Studio album by Sol3 Mio
- Released: November 15, 2013
- Recorded: London, 2013
- Genre: Operatic pop
- Label: Universal
- Producer: Nick Patrick

Sol3 Mio chronology
|  | Sol3 Mio (2013) | On Another Note (2015) |

= Sol3 Mio (album) =

Sol3 Mio (stylised as SOLΞ MIO) is the self-titled debut studio album by New Zealand musical trio Sol3 Mio. It was released on 15 November 2013 by Universal Music Group. The album debuted at number 1 on the New Zealand Albums Chart, and as of 7 July 2014, has spent sixteen non-consecutive weeks at number 1. It has since been certified 8× platinum by Recorded Music NZ for shipments exceeding 120,000 copies.

== Background ==
Sol3 Mio was recorded in London in 2013. It was produced by Nick Patrick and consists of 14 covers of opera, musical and popular classics, including two Christmas songs. The album was released on 15 November 2013 and has been certified 8× platinum by Recorded Music NZ for shipments exceeding 120,000 copies. Despite being released at the end of 2013, the album sold so well that it became the best-selling album of the year in New Zealand, beating out fellow New Zealand singer Lorde's Pure Heroine.
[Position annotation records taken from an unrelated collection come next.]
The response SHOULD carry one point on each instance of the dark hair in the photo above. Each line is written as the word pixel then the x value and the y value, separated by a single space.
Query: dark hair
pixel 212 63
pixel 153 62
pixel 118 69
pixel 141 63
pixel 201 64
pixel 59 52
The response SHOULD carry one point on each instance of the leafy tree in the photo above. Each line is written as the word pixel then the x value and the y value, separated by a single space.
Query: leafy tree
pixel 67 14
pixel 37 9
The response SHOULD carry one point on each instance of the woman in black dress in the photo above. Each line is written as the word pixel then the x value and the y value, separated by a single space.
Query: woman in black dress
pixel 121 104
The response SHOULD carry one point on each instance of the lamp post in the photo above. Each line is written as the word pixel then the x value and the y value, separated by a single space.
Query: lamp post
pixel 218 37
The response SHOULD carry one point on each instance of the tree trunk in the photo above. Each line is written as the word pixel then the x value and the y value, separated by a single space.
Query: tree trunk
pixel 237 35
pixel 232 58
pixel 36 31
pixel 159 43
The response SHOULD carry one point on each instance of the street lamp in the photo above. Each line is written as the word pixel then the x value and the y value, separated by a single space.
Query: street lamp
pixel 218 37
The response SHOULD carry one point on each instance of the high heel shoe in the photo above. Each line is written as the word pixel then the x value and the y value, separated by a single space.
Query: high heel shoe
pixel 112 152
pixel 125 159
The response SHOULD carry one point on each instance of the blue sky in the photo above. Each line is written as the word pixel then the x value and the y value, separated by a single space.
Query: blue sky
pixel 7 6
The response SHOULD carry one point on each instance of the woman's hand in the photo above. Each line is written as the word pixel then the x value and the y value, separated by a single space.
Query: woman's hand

The album also went on to become the second best-selling album of the year for 2014 in New Zealand, behind Ed Sheeran's x. In Australia, the album peaked at number 6 on the ARIA Albums Chart in 2014. In the UK, it peaked at number 44 on the UK Albums Chart.

== Track listing ==

| No. | Title | Lyrics | Music | Length |
|---|---|---|---|---|
| 1. | "'O sole mio" | Giovanni Capurro | Eduardo di Capua | 2:47 |
| 2. | "The Rose" | Amanda McBroom | Amanda McBroom | 3:52 |
| 3. | "My Way" | Paul Anka | Claude François, Jacques Revaux | 2:58 |
| 4. | "Ten Guitars" | Gordon Mills | Gordon Mills | 2:59 |
| 5. | "Maria" | Stephen Sondheim | Leonard Bernstein | 2:59 |
| 6. | "Bring Him Home" | Alain Boublil | Claude-Michel Schönberg | 3:38 |
| 7. | "Tell My Father" | Jack Murphy | Frank Wildhorn | 4:06 |
| 8. | "Yellow Bird" | Alan and Marilyn Bergman | Norman Luboff | 2:42 |
| 9. | "Songbird" | Christine McVie | Christine McVie | 3:11 |
| 10. | "Au fond du temple saint (The Pearl Fishers' Duet)" | Eugène Cormon, Michel Carré | Georges Bizet | 5:19 |
| 11. | "Nessun Dorma" | Giuseppe Adami, Renato Simoni | Giacomo Puccini | 2:48 |
| 12. | "We Are Samoa" | Jerome Grey | Jerome Grey | 3:31 |

==Charts and certifications==

===Weekly charts===

| Chart (2013–14) | Peak position |
|---|---|
| Australian Albums (ARIA) | 6 |
| New Zealand Albums (RMNZ) | 1 |
| UK Albums (OCC) | 44 |

===Year-end charts===

| Chart (2013) | Position |
|---|---|
| New Zealand Albums (RMNZ) | 1 |

| Chart (2014) | Position |
|---|---|
| New Zealand Albums (RMNZ) | 2 |

| Chart (2015) | Position |
|---|---|
| New Zealand Albums (RMNZ) | 14 |

| Chart (2016) | Position |
|---|---|
| New Zealand Albums (RMNZ) | 35 |

===Certifications===

| Region | Certification | Certified units/sales |
| New Zealand (RMNZ) | 8× Platinum | 120,000^{^} |
^{^} Shipments figures based on certification alone.